1 Certbot in a independent container
source : https://medium.com/@pentacent/nginx-and-lets-encrypt-with-docker-in-less-than-5-minutes-b4b8a60d3a71
I 100% recommend to read the original article as it explains everything in detail. To give you a gist, you run certbot in a independent container, with 2 common shared volumes between them, one for storing the certs and another for http resource of challenge. Didn’t try this one but it looks like it works on the webroot method. There’s just one catch, which the author explains under The Chicken or the Egg?, basically nginx won’t start without SSL certs and certbot won’t get certs without nginx - since we are using webroot, so you will need to run a script that does this ….
Create a dummy certificate, start nginx, delete the dummy and request the real certificates.
2 Certbot in the same container as Nginx
source : https://medium.com/@vshab/nginx-with-lets-encrypt-in-docker-container-e549d18c00d7
Easier than the previous one in my opinion. Here, the author installs & runs certbot in same container as Nginx. But don’t forget to attach a bind-mount or volume to /etc/letsencrypt so that the certificate persist even after container is removed, though it will work even without that. To avoid the chicken & egg problem mentioned above, the author here uses an entrypoint script to get the certificates in standalone mode before nginx starts, thus by the time nginx is running the SSL certs will be in place and nginx won’t complain.
Since the renewal method is different from the initial one you’ll need a cron job for automatic renewal.
I may be wrong, but I think one could also do this with certbot nginx plugin and let certbot handle everything, might work. Try this out and also tell me if it does indeed work
3 Certbot on host machine
This is kind of hacky, but this is what I ended up doing. Simplest of them all, install certbot on the docker host and bind-mount 2 directories
/etc/letsencrypt (certs will live here)
/var/lib/certbot (html resource challenge webroot)
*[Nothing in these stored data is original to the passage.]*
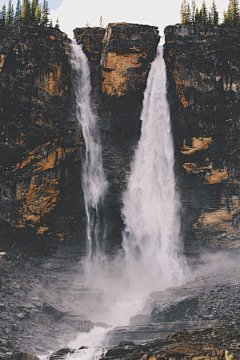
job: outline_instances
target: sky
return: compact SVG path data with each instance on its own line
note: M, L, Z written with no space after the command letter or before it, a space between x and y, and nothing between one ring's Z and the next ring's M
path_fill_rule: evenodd
M9 0L0 0L0 7ZM14 8L17 0L12 0ZM40 0L40 2L42 2ZM192 0L187 0L191 5ZM212 0L205 0L210 10ZM215 0L220 19L227 10L229 0ZM60 29L73 37L75 27L99 26L100 16L105 25L114 22L130 22L157 26L160 35L167 25L180 22L182 0L48 0L53 24L59 18ZM196 0L200 9L202 0Z

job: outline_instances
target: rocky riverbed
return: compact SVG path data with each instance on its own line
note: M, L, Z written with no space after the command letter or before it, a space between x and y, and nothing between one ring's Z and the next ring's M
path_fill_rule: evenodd
M76 257L4 250L0 258L2 357L19 352L46 354L65 347L80 332L91 331L97 324L96 314L104 314L117 299L118 294L111 289L105 293L81 283L82 267ZM171 354L173 359L221 359L228 349L238 359L237 258L233 252L205 256L205 265L198 259L192 274L196 277L185 285L152 293L128 326L109 331L108 343L103 345L115 347L105 357L145 356L147 360Z

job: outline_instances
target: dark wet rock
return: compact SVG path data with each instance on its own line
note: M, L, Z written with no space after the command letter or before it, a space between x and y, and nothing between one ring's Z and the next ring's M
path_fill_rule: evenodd
M180 300L175 305L168 306L165 310L159 311L154 308L151 314L154 322L172 322L182 320L185 316L192 318L198 313L198 298L186 298Z
M73 354L74 350L71 348L63 348L61 350L58 350L56 352L54 352L50 357L49 360L63 360L66 359L66 357L68 357L68 355Z
M106 250L114 252L123 227L121 194L159 35L156 27L127 23L78 28L74 34L90 60L92 108L109 182L101 211L108 222ZM82 256L84 141L69 53L70 40L58 29L0 29L0 234L5 246Z
M217 323L218 322L214 321L200 320L116 327L108 335L108 345L114 346L121 341L133 341L136 344L142 344L151 340L165 339L173 331L181 329L191 331L195 328L204 329L206 327L212 327Z
M240 359L240 331L231 326L202 329L188 332L180 330L166 340L156 340L142 345L134 345L128 350L118 346L109 349L102 360L225 360L225 350Z
M66 313L56 309L52 305L43 303L42 311L44 314L53 316L54 320L60 321Z
M9 360L39 360L39 358L35 355L22 353L22 352L18 353L18 354L13 354L5 359L9 359Z
M238 248L239 26L165 28L168 99L187 254Z
M104 30L76 28L74 36L83 44L90 64L92 104L109 182L103 209L104 245L114 253L121 246L122 192L140 136L143 94L159 34L154 26L111 23Z

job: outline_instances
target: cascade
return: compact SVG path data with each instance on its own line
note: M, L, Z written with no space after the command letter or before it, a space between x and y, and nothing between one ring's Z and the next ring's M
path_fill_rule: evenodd
M141 114L142 131L123 196L123 247L131 287L161 289L184 277L180 202L167 102L163 47L152 63Z
M76 95L76 116L85 141L82 159L82 189L87 215L87 258L98 258L103 253L100 241L100 205L107 189L102 164L99 130L90 105L90 70L88 60L76 40L72 40L71 65Z
M87 235L91 244L94 232L98 254L98 251L101 253L101 246L97 245L100 234L97 233L98 226L93 228L92 210L98 215L99 202L103 199L107 184L99 136L90 109L89 70L81 46L77 44L73 44L72 67L76 71L77 117L86 142L83 190L88 216ZM141 120L141 137L132 161L127 190L123 194L124 256L121 253L111 261L105 258L106 261L101 263L92 262L91 266L97 264L99 271L95 271L94 277L91 276L93 273L87 274L90 274L88 280L91 286L100 285L108 301L108 291L116 293L116 299L107 303L103 317L97 319L113 326L127 325L130 317L142 310L150 291L164 290L185 279L185 263L179 256L180 203L175 190L174 150L162 47L149 72ZM92 165L94 168L91 168ZM101 268L102 263L104 269ZM71 357L86 360L101 357L101 351L94 346L106 346L108 331L94 328L88 335L80 334L76 342L69 346L78 348L86 342L90 348Z

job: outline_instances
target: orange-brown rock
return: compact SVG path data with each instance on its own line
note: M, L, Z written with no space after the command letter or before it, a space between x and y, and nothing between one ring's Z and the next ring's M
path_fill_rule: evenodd
M76 28L74 36L82 44L91 69L92 104L101 130L109 181L104 204L109 224L106 248L114 251L114 243L121 243L122 192L132 149L140 135L143 93L157 51L158 29L113 23L106 29Z
M240 29L175 25L165 35L186 243L229 246L240 220Z
M125 23L77 28L74 34L90 64L109 181L107 248L114 249L112 239L121 242L121 194L159 36L155 27ZM60 241L84 253L84 140L69 53L70 40L58 29L0 29L0 231L6 241L7 234L50 248Z
M142 345L123 341L108 349L101 360L226 360L226 352L238 360L239 339L239 329L235 326L196 329L193 332L180 330L169 335L166 340Z
M68 47L58 29L0 29L1 228L27 243L44 236L51 246L60 232L79 242L84 228Z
We will need to change nginx conf mid-way and manually.
- Start off by NOT having
ssl_certificate&ssl_certificate_keydirectves in nginx config. - Have a location block for LetsEncrypt challenge
# Certbot location /.well-known/ { alias /var/lib/certbot/.well-known/; } - start the container & run the following on host
certbot certonly --webroot -w /var/lib/certbot/ -d <yourDomain.com> -d <anotherDomain.com> --email <your@email.com> --agree-tos -
If everything goes well, certs should be now available inside
/etc/letsencrypt/live/ - Add ssl directives to nginx config
ssl_certificate /etc/letsencrypt/live/<yourDomain.com>/fullchain.pem; ssl_certificate_key /etc/letsencrypt/live/<yourDomain.com>/privkey.pem; - now for renewal to be automatic, we need a post renewal hook to restart nginx, so that it can pick up the changed certs. for this create a file
/etc/letsencrypt/renewal-hooks/post/reload-nginx.sh
#!/bin/sh
docker exec -d <Nginx-container> nginx -s reload
- check if renewal works by
certbot renew --dry-run
Why I used this :
-
The certificates are independent of containers which means I can bring up and down the containers any number of times without requesting for new certs everytime & without worrying about LetsEncrypt rate limits.
-
Don’t have to write custom cron job as the default certbot.timer will be enough.